The fate of the historical story is also instructive in the sense that it clearly demonstrated how historical thinking was formed and the forms of historical narration took shape, how the features of realism were honed.
If Karamzin awakened theoretical thought, forced him to pay close attention to historical reality, to the era, to the clash of interests, then Walter Scott - his historical novels were already widely known to Russian society - had an enormous influence on the form of historical narrative.
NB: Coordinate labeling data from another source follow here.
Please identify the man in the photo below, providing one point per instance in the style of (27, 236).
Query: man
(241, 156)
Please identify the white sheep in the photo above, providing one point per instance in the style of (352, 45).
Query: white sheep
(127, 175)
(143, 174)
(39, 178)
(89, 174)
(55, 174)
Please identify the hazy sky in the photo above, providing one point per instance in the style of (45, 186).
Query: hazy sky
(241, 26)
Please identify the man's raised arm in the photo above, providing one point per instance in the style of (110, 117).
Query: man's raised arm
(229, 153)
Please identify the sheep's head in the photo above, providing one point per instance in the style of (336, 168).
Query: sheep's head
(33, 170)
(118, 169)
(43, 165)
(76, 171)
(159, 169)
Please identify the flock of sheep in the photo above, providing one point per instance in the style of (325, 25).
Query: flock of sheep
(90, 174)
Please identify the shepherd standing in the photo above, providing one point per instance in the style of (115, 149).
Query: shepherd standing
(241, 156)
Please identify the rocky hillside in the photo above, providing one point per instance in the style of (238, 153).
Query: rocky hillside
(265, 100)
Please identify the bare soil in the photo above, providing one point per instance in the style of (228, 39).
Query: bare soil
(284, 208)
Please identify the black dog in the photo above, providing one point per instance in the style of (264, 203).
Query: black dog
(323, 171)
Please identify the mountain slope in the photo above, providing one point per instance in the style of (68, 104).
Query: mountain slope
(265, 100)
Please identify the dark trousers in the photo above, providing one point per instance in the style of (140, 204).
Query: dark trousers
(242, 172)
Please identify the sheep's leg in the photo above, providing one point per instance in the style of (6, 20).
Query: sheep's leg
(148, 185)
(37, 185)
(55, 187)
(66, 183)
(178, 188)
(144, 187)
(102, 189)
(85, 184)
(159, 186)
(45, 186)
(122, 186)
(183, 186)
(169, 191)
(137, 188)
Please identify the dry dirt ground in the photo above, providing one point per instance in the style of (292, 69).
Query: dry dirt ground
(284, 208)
Walter Scott, like Karamzin, relied on the document, but from the documents he chose the most characteristic for a particular time. At the same time, he was attracted by some episode, scene, stroke, “joke”, in which the mores, customs, thinking, conditioned by the era or environment, vividly and vividly showed themselves. From this came the installation on the ordinaryness of the image. “The main charm of rum.<анов>W. Sc. , - wrote Pushkin, - consists<в том>that we get acquainted with the past tense not with enflure (puffiness. - Ed.) fr.<анцузских>tragedies - not with the stiffness of sensitive novels - not with the dignite (high tone. - Ed.) of history, but in a modern, but domestic way "Thus, the" anecdote "became one of the important

1 Pushkin A. S. Full. coll. op.-M.; JI., 1949.—T. XII.—S. 195.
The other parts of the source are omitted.